I get all the good jobs…

Click to enlarge... If you dare!
A few weeks ago, they were doing this story for the Inside Cover with a comparison of how Tony Abbott would look without the "love velcro", as a co-worker put it. From what I heard, Abbott participated in some sort of 14-hour Iron Man event, in a stripey banana hammock. Yes, banana hammock. I've never had a chance to use that phrase in conversation before. Anyway, this was then put to a readers vote.

Because none of the other designers felt like spending a few days being forced to stare at the Opposition Leaders junk while photoshopping the carpet off of his chest/stomach between other jobs, the task was bestowed on me. I had to use Ian Thorpe's nipple from another picture, because the fur in that region was too dense (and I even rotated it so the shadow went in the right direction). I also cloned the water-droplet texture from a section of his shoulder, to put across his chest/stomach, to make it look more realistic.
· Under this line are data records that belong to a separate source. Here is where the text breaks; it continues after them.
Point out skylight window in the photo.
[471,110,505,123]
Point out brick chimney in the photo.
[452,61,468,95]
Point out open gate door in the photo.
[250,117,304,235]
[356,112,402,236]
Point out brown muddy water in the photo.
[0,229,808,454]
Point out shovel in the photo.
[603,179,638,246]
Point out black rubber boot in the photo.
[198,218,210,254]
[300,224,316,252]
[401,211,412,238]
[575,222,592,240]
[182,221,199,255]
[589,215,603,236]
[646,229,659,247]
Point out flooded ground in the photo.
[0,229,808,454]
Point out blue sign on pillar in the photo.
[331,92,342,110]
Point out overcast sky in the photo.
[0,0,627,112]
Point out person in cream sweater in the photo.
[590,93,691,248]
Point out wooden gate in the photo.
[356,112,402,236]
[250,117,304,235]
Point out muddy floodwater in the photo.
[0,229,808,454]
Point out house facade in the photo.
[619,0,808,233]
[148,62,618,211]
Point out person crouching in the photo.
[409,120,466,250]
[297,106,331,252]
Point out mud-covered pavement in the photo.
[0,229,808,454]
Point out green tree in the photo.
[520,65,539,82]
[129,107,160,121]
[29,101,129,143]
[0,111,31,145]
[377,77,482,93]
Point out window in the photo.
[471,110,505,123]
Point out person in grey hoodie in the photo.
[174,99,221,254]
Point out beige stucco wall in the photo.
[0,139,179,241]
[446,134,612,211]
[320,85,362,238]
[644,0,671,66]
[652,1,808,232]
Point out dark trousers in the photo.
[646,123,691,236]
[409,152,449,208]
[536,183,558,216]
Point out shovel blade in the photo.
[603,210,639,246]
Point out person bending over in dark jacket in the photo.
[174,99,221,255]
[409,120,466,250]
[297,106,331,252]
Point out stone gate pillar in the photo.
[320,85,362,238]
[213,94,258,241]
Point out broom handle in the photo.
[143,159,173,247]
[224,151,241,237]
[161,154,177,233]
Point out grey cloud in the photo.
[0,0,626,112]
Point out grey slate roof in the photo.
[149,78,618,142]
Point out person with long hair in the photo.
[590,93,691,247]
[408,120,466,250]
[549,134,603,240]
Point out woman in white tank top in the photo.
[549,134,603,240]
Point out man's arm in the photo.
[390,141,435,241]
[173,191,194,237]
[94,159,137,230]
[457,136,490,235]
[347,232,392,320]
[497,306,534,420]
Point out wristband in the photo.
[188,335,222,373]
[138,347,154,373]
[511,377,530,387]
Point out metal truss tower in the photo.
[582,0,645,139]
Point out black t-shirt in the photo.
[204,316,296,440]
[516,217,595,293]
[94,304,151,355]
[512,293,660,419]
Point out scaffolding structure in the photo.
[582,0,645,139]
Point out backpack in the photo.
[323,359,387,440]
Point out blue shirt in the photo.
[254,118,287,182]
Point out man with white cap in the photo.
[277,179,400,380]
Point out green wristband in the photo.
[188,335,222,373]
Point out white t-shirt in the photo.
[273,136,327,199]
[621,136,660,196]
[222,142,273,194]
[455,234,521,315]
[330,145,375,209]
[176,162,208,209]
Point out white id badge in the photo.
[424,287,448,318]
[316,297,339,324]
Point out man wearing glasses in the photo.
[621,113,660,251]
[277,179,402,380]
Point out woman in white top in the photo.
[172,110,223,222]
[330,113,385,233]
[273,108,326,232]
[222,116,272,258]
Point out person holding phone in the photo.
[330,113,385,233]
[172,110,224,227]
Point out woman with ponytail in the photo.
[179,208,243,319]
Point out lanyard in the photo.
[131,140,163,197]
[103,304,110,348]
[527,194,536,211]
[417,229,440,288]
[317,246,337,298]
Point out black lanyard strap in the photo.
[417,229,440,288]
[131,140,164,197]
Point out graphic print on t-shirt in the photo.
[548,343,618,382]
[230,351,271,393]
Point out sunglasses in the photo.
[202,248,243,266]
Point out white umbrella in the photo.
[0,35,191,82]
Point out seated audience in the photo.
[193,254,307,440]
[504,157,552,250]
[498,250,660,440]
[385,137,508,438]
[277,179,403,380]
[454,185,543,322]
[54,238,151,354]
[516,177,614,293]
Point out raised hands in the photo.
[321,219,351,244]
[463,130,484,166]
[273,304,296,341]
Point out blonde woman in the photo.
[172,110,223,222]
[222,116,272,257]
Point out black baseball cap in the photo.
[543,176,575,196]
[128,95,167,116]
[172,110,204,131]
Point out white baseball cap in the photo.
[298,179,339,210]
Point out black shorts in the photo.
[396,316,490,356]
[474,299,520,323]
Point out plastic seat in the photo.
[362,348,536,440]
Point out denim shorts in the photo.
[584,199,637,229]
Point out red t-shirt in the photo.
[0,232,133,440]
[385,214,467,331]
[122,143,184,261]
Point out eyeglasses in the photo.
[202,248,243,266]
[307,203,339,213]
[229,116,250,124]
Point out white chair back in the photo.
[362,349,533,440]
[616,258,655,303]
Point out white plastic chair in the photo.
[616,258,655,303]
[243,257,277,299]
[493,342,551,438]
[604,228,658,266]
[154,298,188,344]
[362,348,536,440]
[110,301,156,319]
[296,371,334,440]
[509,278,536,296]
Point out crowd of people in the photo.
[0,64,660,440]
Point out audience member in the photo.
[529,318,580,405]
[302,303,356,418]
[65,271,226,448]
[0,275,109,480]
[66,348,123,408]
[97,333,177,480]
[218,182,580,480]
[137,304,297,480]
But when it went to print, you couldn't really see the finer details because of the stock we print on. I'm just glad I didn't have to remove his leg hair!

We do some pretty weird shit from time to time, and the public actually preferred him with the fur. I've lost faith in democracy as a result! Plus I have this image burned into my brain forever... @_@

1 comment:

  1. I just realised this would seem rather odd if people don't know I'm a graphic designer at The West Australian, and I don't normally do this sort of photoshop work for the paper. Normally it's lots of tables, business graphs and sport stuff.